90minuten.at: Wir haben im Oktober schon gesprochen. Inwiefern haben Sie sich seitdem entwickelt, sind anders?
Rose: Man entwickelt sich immer und das ist auch mein Anspruch. Ich bin hier hoch gekommen und habe mir keine großartigen Gedanken darüber gemacht. Wir haben einfach losgelegt. Dann hatten wir irgendwann großes Vertrauen zueinander, haben gemerkt, dass die Dinge funktionieren. In diesem Flow haben wir uns alle weiter entwickelt. Und wir haben auch den Anspruch, dass wir das weiterhin tun.
Aus meiner Sicht sind wir eigentlich ein sympathischer Haufen. Aber ich kann auch niemanden bekehren, der uns grundsätzlich Scheiße findet.
90minuten.at: Es gibt Stimmen, die nach dem fünften Titel in Folge meinen, dass es fad ist. Was sagen Sie denen?
Rose: Es ist jedem selber überlassen, ob er uns toll findet oder nicht. Aus meiner Sicht sind wir eigentlich ein sympathischer Haufen. Aber ich kann auch niemanden bekehren, der uns grundsätzlich Scheiße findet. Für die meisten, die für Graz, Wien oder Linz sind, ist es nicht schön, wenn Red Bull Salzburg laufend Meister wird. Das ist grundsätzlich ja auch kein Problem. Was ich schon wichtig finde, ist, zu respektieren, dass wir uns diese Titel allesamt unglaublich hart erarbeitet haben. Wir haben heuer, glaube ich, sechs Spiele in der 95. Minute gewonnen (lt. tm.at hätte Salzburg 9 Punkte weniger, Stand 35 Runden, Anm.). Wir hatten viele enge Partien, die wir gewonnen haben,vor allem gegen Rapid – Unentschieden in der 93., 3:2, 1:0. Das kann also auch alles kippen. Aber die Konstanz und die Leistungsbereitschaft haben die Mannschaft wieder ausgezeichnet. Aber man trifft sich hier am 25. Juni wieder uns es geht wieder bei Null los. Und du musst dich wie Leiti, Ulmer, Walke auch nach so vielen Titeln wieder motivieren, da raus zu gehen und alles zu geben. Da ziehe ich den Hut vor den Jungs. Das sind für mich Champions.

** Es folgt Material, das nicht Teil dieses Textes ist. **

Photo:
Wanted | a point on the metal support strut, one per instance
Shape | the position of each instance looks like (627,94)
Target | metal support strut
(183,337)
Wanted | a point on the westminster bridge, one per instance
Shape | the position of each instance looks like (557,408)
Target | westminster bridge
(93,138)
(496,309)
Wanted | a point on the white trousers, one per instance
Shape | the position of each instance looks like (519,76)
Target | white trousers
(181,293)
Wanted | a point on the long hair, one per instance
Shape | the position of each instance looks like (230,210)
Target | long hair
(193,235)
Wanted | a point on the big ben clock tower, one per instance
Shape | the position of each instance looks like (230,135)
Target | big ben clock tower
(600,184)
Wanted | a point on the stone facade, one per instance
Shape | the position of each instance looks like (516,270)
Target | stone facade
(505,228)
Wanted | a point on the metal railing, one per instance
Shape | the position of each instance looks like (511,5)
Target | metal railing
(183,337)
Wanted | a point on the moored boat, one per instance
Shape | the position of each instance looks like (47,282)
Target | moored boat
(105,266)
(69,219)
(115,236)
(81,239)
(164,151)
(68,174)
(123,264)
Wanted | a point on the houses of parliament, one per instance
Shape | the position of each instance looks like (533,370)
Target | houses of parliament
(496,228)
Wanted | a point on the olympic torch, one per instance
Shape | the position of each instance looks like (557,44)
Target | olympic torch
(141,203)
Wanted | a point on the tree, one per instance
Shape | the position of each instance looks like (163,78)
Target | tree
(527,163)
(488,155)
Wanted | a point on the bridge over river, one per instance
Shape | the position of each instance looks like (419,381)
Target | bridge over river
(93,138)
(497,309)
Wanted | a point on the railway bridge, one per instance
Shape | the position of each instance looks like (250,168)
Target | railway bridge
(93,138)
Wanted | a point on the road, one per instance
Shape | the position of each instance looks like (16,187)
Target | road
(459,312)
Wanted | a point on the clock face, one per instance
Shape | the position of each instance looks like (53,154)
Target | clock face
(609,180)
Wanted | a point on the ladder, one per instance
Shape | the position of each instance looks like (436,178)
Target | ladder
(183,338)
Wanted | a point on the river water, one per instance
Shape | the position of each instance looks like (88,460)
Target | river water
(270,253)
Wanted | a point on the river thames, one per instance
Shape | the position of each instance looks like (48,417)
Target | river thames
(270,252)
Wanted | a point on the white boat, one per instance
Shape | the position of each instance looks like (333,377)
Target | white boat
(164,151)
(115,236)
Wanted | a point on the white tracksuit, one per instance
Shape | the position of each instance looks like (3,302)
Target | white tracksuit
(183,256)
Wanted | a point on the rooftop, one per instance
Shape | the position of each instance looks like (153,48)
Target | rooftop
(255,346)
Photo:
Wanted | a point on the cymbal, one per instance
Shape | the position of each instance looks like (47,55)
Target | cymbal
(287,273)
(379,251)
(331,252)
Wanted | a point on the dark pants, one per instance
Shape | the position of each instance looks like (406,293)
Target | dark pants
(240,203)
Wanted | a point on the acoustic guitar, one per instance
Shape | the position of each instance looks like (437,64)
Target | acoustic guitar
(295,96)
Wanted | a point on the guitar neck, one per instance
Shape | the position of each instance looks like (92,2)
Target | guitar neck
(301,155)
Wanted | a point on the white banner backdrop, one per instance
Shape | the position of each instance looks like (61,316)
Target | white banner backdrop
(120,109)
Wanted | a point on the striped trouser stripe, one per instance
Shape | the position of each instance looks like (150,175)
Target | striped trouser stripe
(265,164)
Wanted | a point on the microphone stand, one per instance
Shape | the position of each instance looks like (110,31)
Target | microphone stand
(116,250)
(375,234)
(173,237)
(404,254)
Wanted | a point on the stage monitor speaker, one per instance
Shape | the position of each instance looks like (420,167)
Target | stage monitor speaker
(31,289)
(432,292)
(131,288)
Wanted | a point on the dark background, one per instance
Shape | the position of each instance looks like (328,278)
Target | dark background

90minuten.at: Sie werden sich in den letzten Jahren schon auch die Spiele angesehen haben. Wie ist das Verhältnis zur Konkurrenz?
Rose: Ich hatte dieses Jahr immer das Gefühl, dass der Umgang miteinander sehr respektvoll ist.
90minuten.at: Ist dieser Respekt gegenüber Salzburg aus Ihrer Sicht zu erkennen?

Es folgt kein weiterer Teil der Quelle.